The future of the Caribbean is creative
As the creative and cultural industries develop, Caribbean creative and cultural practitioners are often forced to redefine themselves and to sometimes take on additional roles for the sake of their sector’s success. A great weakness of creative entrepreneurs in our region is that their projects are not supported as a business. Many Caribbean artists are eager to contribute to the effort to strengthen the region’s creative and cultural sectors. Over the past five years, Jamaican artiste Nadean Rawlins evolved from actor, to talent manager, to film-maker because she needed to take up space.
Rawlins launched RAW Management in 2015, a talent representation and production company as she recognised the greatest challenge of the local creative industries – a lack of resources. After joining the Pantomime Company as an actress in 1996, she soon learned that creative productions were much more than entertainment.
As she observed all the intersecting supporting roles on stage, in the wings and behind the backdrop, she learned that the creative economy is full of sectors teeming with activity that requires their own experts and funding. For example, though the Jamaican film industry remains fledgling, a five-minute film production requires a crew of over 25 and a budget of over J$1.5 million.
“Look at Bollywood, look at Hollywood, look at Nollywood. People are making money in the creative sector. It’s time we start doing that here,” she shared. Nollywood is the second-largest film industry in the world, receiving international acclaim.
Lagos, Nigeria, is getting it right. If Lagos was a country, it would have the fifth-largest Gross Domestic Product (GDP) on the African continent. It’s also Africa’s capital of music, fashion, film. Set to contribute 5 trillion Naira (about J$374 billion) to the country’s GDP, Nigeria’s creative impact is hitting new levels of global visibility. Their artists are reaching international markets through various visual art showcases and fairs while their music elicits Grammy Awards.
We are in the midst of the reinvigoration of the creative and cultural sectors as we emerge from the more restrictive pandemic period. The solution must be cooperative, dynamic, and responsive. Pointedly, the solution must involve repositioning the entertainment industry as a viable contributor to the GDP.

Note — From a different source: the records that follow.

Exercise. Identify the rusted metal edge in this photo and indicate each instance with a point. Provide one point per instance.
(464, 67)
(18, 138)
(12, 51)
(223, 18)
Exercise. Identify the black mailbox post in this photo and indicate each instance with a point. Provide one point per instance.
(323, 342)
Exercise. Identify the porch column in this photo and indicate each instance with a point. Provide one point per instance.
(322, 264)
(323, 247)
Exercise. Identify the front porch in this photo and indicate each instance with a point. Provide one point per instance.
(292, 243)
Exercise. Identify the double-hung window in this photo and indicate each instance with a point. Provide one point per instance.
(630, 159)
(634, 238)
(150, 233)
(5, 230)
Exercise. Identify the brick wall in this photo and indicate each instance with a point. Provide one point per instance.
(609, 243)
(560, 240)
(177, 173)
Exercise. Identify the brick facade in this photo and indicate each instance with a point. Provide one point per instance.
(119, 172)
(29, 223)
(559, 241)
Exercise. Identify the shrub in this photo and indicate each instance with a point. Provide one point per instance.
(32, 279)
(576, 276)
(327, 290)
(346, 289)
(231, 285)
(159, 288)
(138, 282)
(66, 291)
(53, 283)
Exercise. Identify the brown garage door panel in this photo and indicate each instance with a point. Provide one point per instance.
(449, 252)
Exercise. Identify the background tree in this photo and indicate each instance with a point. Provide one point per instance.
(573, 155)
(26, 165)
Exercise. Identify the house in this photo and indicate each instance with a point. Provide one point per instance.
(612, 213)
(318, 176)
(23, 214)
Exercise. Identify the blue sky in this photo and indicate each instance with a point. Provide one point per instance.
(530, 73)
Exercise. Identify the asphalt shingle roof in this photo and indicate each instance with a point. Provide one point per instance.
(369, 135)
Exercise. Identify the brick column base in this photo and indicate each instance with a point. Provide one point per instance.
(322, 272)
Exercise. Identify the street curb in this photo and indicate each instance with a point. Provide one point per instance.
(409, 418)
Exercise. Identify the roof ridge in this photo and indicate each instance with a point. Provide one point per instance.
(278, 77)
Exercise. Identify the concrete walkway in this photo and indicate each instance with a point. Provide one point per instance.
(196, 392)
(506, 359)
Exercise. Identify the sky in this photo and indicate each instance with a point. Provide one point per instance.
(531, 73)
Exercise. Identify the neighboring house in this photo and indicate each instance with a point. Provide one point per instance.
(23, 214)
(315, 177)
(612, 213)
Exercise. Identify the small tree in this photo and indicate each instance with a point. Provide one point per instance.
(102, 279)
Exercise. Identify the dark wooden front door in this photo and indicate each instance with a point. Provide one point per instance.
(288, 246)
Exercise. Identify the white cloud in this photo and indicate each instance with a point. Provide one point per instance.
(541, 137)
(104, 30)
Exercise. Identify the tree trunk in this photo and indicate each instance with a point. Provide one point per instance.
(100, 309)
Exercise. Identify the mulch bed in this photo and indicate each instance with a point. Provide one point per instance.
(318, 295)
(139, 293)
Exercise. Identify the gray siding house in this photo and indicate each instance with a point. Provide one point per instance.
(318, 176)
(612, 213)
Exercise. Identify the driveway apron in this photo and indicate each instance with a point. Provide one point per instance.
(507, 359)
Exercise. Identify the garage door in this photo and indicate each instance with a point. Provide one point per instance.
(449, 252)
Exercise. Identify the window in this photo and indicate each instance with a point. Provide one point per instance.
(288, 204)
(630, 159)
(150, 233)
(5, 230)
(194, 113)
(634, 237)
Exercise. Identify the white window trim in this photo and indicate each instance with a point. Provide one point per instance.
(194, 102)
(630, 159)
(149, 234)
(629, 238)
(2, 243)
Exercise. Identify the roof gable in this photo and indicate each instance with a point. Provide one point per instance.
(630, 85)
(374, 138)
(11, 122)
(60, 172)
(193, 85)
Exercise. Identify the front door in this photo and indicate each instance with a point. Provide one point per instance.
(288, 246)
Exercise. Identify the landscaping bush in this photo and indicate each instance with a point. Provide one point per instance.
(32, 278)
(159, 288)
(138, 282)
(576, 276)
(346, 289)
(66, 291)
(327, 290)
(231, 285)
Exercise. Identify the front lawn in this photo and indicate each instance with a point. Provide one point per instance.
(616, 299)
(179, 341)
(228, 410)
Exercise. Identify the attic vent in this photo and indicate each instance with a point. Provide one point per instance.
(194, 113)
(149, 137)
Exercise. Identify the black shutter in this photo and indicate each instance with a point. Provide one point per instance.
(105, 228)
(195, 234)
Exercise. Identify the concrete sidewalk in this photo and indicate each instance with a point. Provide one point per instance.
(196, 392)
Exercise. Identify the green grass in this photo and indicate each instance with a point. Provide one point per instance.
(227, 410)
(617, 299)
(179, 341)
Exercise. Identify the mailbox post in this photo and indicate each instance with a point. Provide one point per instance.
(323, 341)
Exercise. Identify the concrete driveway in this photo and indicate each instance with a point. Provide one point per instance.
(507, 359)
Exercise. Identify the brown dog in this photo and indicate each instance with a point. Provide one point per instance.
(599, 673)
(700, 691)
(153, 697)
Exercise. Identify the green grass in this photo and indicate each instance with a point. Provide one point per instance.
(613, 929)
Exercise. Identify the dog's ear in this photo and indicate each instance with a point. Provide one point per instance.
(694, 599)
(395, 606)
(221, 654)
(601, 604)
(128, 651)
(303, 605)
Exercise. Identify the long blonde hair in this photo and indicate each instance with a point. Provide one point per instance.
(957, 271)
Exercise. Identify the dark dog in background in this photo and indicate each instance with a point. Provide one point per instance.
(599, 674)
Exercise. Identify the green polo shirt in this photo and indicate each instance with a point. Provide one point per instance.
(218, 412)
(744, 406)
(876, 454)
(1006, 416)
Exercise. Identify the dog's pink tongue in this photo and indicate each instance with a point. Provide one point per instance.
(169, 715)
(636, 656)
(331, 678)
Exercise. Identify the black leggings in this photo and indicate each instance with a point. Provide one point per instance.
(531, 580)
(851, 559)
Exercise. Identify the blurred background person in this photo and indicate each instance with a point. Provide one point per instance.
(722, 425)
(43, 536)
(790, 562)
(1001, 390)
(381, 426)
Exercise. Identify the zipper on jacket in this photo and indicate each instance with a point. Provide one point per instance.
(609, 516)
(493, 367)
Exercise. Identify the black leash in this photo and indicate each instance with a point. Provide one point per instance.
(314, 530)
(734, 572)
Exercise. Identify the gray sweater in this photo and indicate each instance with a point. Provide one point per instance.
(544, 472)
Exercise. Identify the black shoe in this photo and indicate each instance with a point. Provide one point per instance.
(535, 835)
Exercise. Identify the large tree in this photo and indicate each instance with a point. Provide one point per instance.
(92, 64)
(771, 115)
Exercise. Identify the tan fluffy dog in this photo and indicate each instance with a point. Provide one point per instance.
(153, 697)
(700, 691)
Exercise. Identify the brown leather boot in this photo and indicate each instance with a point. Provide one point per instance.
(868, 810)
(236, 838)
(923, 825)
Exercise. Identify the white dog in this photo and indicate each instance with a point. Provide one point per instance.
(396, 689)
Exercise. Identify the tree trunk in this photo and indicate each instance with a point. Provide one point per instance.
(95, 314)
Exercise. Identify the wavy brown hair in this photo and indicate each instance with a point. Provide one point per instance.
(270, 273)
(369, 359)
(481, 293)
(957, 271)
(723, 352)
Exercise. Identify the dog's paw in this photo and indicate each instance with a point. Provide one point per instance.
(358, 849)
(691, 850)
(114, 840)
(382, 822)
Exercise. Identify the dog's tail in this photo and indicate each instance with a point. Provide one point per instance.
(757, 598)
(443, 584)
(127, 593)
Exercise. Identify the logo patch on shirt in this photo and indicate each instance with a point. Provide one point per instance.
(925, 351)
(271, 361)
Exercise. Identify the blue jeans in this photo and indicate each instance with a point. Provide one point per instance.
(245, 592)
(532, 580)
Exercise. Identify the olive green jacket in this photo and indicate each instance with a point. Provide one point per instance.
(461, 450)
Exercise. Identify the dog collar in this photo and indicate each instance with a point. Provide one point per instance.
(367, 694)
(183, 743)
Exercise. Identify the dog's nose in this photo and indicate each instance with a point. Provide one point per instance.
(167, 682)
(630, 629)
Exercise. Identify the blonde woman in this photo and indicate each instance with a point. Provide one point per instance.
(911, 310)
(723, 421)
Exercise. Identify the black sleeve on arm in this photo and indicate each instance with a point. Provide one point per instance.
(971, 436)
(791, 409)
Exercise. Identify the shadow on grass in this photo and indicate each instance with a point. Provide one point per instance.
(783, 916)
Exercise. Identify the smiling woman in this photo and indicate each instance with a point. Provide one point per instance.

In 2020, California’s creative economy represented 23 per cent of California’s gross regional product according to a report prepared by Los Angeles’ Otis College of Art and Design. The industry is responsible for employing 3.9 million people. If the state were a country, it would have the fifth-largest economy in the world; the creative sector is responsible for a significant part of this.
This is a prime time for investment in the creative economy. That includes artisans, woodworkers, and the labourers without whose hands our artists would not get materials. It has been projected that the creative economy will reach a global valuation of $985 billion by 2023 and might represent 10 per cent of global GDP before 2030 (G20 Insights). G20 leaders are emphasising culture and creative industries as drivers for sustainable development and in fostering economic resilience. This forecast is promising, but issues such as informality, the lack of essential skills, and funding issues have persisted, having a hindering effect on the sector’s prosperity in the Caribbean. The creative and cultural industries are vital but can’t thrive without consistent, tangible support.
The Caribbean can, too, be a global model of creative entrepreneurship by investing in the flow of ideas, stimulating technical competencies, and promoting regional cooperation. Looking past entertainment, pop culture, and tradition, these industries are necessary components of a thriving economy because they are crucial to development, innovation, and survival.